Re: [PATCH RFC tip/core/rcu 0/16] Prototype RCU usable from idle, exception, offline

"Paul E. McKenney" <paulmck@xxxxxxxxxx> · Mon, 16 Mar 2020 08:39:42 -0700

On Mon, Mar 16, 2020 at 03:45:36PM +0100, Frederic Weisbecker wrote:
> On Fri, Mar 13, 2020 at 08:42:43AM -0700, Paul E. McKenney wrote:
> > On Fri, Mar 13, 2020 at 03:41:46PM +0100, Frederic Weisbecker wrote:
> > > On Thu, Mar 12, 2020 at 11:16:18AM -0700, Paul E. McKenney wrote:
> > > > Hello!
> > > > 
> > > > This series provides two variants of Tasks RCU, a rude variant inspired
> > > > by Steven Rostedt's use of schedule_on_each_cpu(), and a tracing variant
> > > > requested by the BPF folks and perhaps also of use for other tracing
> > > > use cases.
> > > > 
> > > > The tracing variant has explicit read-side markers to permit finite grace
> > > > periods even given in-kernel loops in PREEMPT=n builds It also protects
> > > > code in the idle loop, on exception entry/exit paths, and on the various
> > > > CPU-hotplug online/offline code paths, thus having protection properties
> > > > similar to SRCU.  However, unlike SRCU, this variant avoids expensive
> > > > instructions in the read-side primitives, thus having read-side overhead
> > > > similar to that of preemptible RCU.
> > > > 
> > > > There are of course downsides.  The grace-period code can send IPIs to
> > > > CPUs, even when those CPUs are in the idle loop or in nohz_full userspace.
> > > > It is necessary to scan the full tasklist, much as for Tasks RCU.  There
> > > > is a single callback queue guarded by a single lock, again, much as for
> > > > Tasks RCU.  If needed, these downsides can be at least partially remedied
> > > 
> > > So what we trade to fix the issues we are having with tracing against extended
> > > grace periods, we lose in CPU isolation.

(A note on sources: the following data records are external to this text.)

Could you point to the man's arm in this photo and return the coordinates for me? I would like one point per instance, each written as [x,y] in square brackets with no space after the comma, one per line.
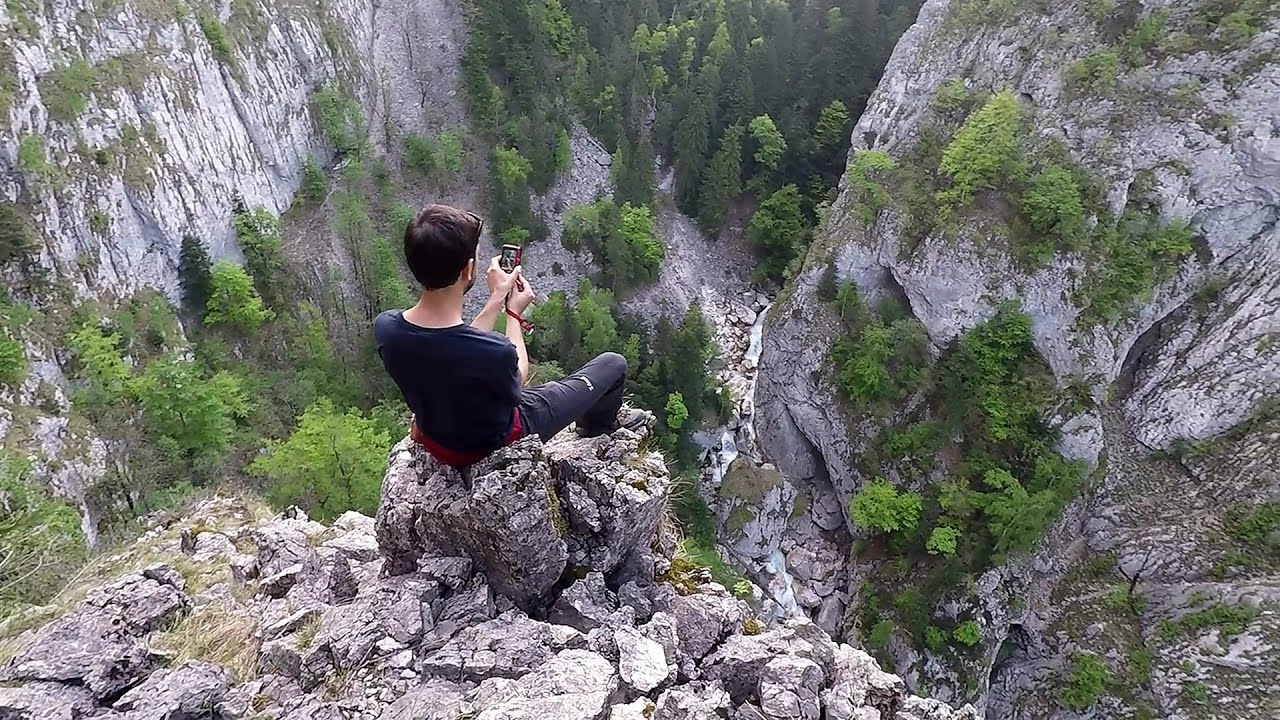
[499,286]
[521,297]
[516,335]
[488,317]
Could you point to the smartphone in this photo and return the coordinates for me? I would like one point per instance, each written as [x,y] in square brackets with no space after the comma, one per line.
[510,258]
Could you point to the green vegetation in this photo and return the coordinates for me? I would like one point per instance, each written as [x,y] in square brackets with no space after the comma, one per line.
[315,185]
[1096,72]
[41,543]
[341,119]
[195,273]
[778,231]
[13,360]
[865,182]
[99,222]
[332,463]
[16,241]
[1196,692]
[967,633]
[883,359]
[942,541]
[986,153]
[232,299]
[219,40]
[880,506]
[1086,684]
[622,240]
[65,90]
[33,159]
[726,92]
[437,156]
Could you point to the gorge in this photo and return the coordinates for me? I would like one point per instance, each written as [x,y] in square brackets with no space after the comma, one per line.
[960,323]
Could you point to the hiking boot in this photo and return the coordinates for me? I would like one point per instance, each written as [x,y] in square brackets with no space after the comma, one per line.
[634,419]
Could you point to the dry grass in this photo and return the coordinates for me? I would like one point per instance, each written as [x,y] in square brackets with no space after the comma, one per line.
[214,633]
[108,565]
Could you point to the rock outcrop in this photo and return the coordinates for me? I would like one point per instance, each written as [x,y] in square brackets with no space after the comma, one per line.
[531,588]
[1183,130]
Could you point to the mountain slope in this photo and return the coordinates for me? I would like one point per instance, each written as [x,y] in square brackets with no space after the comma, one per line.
[1151,283]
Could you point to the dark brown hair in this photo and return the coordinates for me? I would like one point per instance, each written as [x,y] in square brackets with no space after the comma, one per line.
[438,245]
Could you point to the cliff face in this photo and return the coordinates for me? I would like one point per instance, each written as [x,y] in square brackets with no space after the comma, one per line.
[1171,109]
[127,126]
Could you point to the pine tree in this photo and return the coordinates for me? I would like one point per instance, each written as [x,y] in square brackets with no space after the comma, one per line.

That worries me a bit as tracing can
> > > be thoroughly used with nohz_full and CPU isolation.
> > 
> > First, disturbing nohz_full CPUs can be avoided by the sysadm simply
> > refusing to remove tracepoints while sensitive applications are running
> > on nohz_full CPUs.
> 
> So, in that case we'll need to modify the tools such as perf tools to avoid
> releasing the related buffers until we are ready to do so.
> 
> That's possible but it's kindof an ABI breakage. Also what if there is a
> long running service on that nohz full CPU polling on the networking card...

In the near term, I do admit that Mathieu's point about using smp_mb()
in readers but only on nohz_full CPUs is attractive.

I have some other ideas, but simplicity has its advantages, and if no
one complains, perhaps those advantages are also good for the long term.

							Thanx, Paul